Quatre personnes sont mortes et deux ont survécu dans le crash samedi d’un avion militaire qui tentait d’atterrir à Almaty, la plus grand ville du Kazakhstan, ont annoncé les autorités.

Extraits du moyen-courrier en flammes, les survivants sont en soins intensifs, dans un état « extrêmement » grave, d’après les mêmes sources.

« Selon les données préliminaires, quatre personnes sont mortes et deux blessés ont été transportés à l’hôpital le plus proche », a indiqué dans un communiqué le ministère des Situations d’urgence de ce pays d’Asie centrale.

Selon l’aéroport d’Almaty (sud), la communication avec l’Antonov An-26 a cessé vers 17 h 20 « pendant la phase d’approche » de l’atterrissage puis « l’appareil s’est écrasé en bout de piste ».

Le ministère kazakh a précisé que l’appareil effectuait un vol de la capitale Nur-Sultan vers Almaty. Aucune raison n’a pour l’instant été avancée mais un fort brouillard touchait la ville au moment du crash.

Selon l’agence de presse russe Interfax, l’appareil appartenait au Comité de sécurité nationale, les services spéciaux kazakhs.

Il a pris feu après s’être écrasé dans l’aéroport. Selon la direction, « l’avion s’est écrasé au bout de la piste ».

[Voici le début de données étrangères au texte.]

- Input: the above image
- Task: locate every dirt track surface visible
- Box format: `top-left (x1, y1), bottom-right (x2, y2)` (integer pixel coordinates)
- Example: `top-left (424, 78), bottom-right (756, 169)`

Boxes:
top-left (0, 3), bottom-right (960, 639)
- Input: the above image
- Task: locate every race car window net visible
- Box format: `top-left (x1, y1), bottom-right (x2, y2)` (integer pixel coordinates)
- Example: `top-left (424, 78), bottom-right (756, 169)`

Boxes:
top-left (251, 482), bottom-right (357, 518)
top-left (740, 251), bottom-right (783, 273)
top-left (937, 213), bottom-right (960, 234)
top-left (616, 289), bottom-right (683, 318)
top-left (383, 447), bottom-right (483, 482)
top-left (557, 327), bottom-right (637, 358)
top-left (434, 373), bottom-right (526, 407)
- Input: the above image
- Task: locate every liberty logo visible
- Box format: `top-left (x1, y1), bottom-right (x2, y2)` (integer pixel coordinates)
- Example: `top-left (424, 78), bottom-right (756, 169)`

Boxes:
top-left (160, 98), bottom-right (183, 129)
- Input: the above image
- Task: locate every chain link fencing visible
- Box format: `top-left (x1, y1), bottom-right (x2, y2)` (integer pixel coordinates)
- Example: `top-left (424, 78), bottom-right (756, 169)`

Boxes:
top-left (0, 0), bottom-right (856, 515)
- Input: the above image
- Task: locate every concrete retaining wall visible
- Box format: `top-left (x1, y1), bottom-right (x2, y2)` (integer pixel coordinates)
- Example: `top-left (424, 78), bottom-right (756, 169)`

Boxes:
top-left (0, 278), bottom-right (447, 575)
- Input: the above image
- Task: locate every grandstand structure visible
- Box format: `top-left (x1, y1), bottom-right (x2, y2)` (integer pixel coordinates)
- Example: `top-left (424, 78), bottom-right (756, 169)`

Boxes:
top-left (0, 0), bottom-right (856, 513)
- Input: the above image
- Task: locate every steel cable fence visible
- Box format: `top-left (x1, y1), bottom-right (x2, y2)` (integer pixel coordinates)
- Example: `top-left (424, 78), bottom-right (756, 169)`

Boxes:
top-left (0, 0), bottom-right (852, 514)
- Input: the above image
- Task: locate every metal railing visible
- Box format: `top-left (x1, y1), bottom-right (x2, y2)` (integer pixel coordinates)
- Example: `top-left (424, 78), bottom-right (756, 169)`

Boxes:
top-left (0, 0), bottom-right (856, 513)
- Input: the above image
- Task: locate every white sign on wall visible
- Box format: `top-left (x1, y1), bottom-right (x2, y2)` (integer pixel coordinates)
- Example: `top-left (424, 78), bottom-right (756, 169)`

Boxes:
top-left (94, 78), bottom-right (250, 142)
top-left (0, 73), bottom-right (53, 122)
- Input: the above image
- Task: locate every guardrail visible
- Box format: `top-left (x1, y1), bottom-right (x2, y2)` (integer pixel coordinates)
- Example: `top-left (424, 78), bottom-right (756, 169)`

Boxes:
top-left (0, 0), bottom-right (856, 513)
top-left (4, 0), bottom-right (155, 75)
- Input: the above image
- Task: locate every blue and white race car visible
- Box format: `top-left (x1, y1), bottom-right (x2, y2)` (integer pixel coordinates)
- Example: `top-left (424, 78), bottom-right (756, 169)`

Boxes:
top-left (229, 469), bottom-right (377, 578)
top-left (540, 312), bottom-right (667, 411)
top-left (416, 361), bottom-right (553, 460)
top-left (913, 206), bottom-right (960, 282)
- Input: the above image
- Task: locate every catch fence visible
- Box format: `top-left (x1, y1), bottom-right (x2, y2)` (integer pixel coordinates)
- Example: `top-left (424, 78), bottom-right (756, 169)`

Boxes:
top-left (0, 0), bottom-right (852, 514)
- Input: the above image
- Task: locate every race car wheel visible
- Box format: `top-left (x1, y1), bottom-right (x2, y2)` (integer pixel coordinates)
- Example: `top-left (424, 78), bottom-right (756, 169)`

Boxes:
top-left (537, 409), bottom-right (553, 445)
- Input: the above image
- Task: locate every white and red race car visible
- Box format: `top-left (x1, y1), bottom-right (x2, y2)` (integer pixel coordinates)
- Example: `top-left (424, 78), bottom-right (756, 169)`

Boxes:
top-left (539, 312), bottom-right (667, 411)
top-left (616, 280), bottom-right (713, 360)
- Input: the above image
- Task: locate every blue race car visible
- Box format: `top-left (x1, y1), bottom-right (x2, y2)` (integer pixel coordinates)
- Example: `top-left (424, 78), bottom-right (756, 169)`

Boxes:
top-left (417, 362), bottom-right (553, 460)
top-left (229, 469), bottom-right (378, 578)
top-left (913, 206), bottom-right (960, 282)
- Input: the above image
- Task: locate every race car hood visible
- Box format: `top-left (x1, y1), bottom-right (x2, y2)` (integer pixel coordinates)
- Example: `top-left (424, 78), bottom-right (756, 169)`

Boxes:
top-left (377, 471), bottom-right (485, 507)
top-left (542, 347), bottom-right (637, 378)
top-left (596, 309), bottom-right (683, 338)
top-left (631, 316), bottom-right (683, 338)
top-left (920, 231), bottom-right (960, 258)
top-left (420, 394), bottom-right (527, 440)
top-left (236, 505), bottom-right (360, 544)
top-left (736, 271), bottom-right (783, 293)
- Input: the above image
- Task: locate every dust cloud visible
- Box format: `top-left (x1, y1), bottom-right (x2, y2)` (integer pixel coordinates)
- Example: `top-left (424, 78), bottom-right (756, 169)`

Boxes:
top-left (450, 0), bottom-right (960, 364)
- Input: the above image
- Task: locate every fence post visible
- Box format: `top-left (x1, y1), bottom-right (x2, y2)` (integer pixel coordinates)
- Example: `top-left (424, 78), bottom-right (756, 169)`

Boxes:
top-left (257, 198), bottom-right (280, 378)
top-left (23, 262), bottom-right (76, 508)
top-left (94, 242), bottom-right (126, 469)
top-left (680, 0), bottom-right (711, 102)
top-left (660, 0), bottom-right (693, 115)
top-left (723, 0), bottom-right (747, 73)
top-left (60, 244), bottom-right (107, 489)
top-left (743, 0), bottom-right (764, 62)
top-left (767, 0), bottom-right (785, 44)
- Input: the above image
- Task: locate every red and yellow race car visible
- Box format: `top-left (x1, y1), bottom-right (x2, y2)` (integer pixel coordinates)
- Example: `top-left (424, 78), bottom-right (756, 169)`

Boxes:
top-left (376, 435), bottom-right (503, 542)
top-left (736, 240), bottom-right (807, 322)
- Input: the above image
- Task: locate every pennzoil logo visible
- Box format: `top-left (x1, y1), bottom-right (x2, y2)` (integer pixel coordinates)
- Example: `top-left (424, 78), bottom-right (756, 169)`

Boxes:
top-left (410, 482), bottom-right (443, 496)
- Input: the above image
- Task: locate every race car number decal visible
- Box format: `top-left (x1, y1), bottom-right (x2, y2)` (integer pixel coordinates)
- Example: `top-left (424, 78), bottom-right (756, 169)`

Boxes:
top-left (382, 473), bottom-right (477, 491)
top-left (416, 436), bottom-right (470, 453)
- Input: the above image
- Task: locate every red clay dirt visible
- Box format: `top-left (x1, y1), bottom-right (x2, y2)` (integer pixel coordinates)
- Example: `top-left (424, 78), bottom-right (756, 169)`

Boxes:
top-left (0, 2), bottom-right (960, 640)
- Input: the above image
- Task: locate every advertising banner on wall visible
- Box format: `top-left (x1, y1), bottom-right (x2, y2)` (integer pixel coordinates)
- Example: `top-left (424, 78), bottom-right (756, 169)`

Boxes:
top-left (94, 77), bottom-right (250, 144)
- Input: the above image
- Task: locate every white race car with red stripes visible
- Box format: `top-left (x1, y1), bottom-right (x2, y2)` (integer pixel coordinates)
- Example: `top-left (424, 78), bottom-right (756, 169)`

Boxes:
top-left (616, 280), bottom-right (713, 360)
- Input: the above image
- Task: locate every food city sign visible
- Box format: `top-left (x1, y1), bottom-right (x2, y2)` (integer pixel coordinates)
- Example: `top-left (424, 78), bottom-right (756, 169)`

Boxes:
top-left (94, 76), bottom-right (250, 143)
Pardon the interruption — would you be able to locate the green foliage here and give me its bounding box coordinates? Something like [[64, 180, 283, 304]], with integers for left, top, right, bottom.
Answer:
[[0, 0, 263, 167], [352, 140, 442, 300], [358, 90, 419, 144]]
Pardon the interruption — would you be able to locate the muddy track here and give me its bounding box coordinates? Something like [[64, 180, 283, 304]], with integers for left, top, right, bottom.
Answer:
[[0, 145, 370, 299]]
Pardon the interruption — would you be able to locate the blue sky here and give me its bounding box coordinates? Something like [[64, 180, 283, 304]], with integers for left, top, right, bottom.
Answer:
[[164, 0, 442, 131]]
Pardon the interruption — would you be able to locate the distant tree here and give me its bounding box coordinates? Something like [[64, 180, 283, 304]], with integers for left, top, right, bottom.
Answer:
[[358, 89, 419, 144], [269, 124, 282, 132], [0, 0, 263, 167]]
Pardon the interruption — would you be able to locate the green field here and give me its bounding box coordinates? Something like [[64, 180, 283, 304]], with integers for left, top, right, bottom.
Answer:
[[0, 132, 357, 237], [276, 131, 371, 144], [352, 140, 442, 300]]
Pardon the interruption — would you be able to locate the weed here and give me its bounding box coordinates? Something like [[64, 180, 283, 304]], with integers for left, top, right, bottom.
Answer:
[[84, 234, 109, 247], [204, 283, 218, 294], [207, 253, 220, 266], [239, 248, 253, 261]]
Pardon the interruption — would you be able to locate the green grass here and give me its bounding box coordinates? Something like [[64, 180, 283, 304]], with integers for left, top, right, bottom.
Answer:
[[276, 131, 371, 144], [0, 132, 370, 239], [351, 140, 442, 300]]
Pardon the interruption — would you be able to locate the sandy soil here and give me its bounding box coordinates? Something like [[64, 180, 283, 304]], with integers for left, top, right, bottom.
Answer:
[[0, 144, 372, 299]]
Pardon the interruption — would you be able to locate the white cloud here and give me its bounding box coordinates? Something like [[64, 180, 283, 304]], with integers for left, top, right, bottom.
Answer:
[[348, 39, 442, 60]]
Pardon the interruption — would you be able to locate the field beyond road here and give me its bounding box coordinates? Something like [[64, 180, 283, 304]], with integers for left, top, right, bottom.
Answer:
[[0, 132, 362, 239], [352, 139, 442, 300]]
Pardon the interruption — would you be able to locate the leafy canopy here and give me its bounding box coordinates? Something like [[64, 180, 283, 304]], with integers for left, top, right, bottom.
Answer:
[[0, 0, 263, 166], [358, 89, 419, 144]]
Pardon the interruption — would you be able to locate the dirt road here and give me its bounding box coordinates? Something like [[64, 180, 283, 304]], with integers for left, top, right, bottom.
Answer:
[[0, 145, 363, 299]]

Une nuée de véhicules de secours, ambulances, police et pompiers, étaient sur les lieux.

Des vidéos filmées plus tôt dans la journée depuis une route proche de l’aéroport par des témoins, publiées par des médias locaux, montraient une épaisse fumée s’élevant au loin après le crash.

Le président du Kazakhstan, Kassym-Jomart Tokaïev, a présenté ses condoléances aux victimes dans un message sur Twitter.

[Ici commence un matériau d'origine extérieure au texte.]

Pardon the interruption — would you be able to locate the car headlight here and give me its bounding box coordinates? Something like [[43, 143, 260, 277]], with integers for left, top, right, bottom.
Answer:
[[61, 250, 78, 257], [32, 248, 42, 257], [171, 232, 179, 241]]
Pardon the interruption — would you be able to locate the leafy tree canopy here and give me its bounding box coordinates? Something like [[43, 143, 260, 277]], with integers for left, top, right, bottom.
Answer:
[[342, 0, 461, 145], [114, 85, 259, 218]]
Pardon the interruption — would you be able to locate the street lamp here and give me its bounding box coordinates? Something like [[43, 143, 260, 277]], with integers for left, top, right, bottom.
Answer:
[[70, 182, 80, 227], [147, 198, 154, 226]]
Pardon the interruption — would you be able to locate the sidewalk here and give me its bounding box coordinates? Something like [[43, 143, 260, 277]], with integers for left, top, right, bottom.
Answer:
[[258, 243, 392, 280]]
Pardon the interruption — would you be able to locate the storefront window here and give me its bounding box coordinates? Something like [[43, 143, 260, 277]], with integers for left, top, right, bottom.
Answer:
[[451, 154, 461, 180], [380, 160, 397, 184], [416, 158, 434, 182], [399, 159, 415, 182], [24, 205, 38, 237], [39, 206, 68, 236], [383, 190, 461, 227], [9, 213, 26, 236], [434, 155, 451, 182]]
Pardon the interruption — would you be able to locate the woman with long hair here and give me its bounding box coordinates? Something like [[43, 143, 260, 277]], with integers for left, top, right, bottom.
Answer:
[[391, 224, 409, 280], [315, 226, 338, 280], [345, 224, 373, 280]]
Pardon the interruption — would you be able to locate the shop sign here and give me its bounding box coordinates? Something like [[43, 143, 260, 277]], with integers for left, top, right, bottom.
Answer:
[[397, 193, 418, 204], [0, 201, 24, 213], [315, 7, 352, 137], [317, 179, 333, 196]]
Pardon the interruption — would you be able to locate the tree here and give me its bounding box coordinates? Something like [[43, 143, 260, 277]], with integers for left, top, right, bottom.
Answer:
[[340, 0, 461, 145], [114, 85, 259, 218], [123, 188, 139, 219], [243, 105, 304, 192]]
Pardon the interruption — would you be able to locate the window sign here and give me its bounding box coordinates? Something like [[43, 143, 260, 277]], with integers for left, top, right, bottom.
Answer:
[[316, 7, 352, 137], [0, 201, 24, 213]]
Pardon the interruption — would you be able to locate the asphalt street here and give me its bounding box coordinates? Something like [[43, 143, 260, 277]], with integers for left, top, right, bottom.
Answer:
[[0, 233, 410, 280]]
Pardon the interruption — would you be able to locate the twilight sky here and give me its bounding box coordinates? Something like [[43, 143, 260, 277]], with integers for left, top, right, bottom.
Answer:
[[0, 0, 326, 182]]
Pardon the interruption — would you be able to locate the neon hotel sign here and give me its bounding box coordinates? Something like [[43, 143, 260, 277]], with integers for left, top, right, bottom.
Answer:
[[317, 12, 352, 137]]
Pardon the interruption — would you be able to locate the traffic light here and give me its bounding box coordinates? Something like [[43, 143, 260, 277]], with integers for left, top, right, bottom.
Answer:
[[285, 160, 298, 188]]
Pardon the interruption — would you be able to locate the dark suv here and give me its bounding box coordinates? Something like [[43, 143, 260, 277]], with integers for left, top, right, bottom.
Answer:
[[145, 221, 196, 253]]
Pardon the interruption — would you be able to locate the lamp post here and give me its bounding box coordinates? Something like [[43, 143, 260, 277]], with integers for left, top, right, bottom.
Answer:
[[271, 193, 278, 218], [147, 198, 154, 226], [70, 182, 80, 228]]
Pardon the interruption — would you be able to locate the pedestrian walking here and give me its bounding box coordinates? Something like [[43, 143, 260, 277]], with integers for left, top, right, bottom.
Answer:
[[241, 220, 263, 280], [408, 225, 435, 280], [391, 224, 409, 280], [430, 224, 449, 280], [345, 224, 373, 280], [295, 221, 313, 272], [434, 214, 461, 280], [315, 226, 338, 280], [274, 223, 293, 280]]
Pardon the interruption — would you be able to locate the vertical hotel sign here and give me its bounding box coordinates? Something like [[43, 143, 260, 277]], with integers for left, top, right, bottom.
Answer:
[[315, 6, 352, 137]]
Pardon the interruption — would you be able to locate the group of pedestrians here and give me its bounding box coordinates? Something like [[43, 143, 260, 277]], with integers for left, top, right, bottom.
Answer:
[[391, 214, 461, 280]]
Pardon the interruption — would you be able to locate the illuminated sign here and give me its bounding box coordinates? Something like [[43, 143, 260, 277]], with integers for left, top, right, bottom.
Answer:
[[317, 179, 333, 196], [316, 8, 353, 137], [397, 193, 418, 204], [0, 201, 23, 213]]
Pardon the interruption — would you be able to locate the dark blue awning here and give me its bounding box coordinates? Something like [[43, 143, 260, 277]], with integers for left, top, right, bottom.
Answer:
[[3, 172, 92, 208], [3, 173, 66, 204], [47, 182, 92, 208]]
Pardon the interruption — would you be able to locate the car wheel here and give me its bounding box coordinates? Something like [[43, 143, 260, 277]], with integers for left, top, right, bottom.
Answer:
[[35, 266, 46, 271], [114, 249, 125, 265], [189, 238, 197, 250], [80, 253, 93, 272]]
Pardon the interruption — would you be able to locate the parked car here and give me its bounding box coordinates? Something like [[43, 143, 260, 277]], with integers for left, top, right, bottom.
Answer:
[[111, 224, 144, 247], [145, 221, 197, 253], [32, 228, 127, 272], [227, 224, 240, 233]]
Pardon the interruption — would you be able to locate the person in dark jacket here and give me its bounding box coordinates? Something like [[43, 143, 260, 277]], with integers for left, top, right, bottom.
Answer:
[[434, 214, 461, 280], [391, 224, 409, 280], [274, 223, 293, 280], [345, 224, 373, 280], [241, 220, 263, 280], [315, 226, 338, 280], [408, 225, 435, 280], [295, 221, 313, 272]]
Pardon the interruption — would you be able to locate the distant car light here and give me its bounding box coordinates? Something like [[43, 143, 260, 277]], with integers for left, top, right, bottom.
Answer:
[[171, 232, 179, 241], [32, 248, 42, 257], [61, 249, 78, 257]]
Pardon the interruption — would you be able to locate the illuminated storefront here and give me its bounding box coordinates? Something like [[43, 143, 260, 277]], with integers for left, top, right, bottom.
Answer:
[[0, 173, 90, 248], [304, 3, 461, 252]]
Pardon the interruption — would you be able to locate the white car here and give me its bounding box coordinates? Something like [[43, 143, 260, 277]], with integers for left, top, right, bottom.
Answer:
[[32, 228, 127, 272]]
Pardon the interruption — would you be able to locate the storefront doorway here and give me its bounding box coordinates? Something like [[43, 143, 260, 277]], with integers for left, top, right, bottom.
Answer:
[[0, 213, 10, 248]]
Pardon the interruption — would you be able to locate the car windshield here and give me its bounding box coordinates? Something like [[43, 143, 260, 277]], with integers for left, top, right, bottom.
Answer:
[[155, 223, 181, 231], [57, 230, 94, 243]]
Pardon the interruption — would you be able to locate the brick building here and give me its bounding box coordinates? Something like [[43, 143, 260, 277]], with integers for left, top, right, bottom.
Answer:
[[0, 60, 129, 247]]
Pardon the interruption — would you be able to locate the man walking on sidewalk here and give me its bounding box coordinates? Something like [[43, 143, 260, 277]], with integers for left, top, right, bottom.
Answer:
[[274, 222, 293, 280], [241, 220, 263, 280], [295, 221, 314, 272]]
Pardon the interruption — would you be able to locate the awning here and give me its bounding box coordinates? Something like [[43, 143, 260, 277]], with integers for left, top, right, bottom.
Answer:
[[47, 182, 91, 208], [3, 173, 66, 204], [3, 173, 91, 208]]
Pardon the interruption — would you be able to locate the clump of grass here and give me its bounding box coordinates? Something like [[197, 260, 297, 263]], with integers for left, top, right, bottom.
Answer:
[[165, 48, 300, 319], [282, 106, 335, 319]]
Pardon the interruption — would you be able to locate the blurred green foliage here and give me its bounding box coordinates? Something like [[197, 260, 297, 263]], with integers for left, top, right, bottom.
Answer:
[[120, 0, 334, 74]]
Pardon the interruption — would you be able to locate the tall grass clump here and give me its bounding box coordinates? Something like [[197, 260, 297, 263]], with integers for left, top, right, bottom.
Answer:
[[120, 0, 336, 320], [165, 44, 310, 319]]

« Sous mes ordres, le travail pour éclaircir les raisons du crash a commencé », a-t-il écrit. « De pareils incidents ne devraient pas se reproduire ».

Ce drame n’est pas le premier à impliquer un Antonov An-26.

En octobre 2020, un An-26 de transport militaire s’était déjà écrasé à l’atterrissage dans l’est de l’Ukraine, faisant 26 morts, pour la plupart des élèves d’une école militaire, et un survivant.

Un mois plus tôt, quatre passagers sud-soudanais et trois membres d’équipage russes avait péri dans le crash d’un An-26 d’une compagnie locale près de Juba, la capitale du Soudan du Sud.

L’aéroport d’Almaty avait lui déjà été le théâtre d’un accident aérien en décembre 2019, quand un avion de la compagnie locale Bek Air avec 98 personnes à bord s’était écrasé une quinzaine de minutes après son décollage.

Douze personnes étaient décédées. Bek Air n’a plus volé par la suite et sa licence a été révoquée l’an dernier.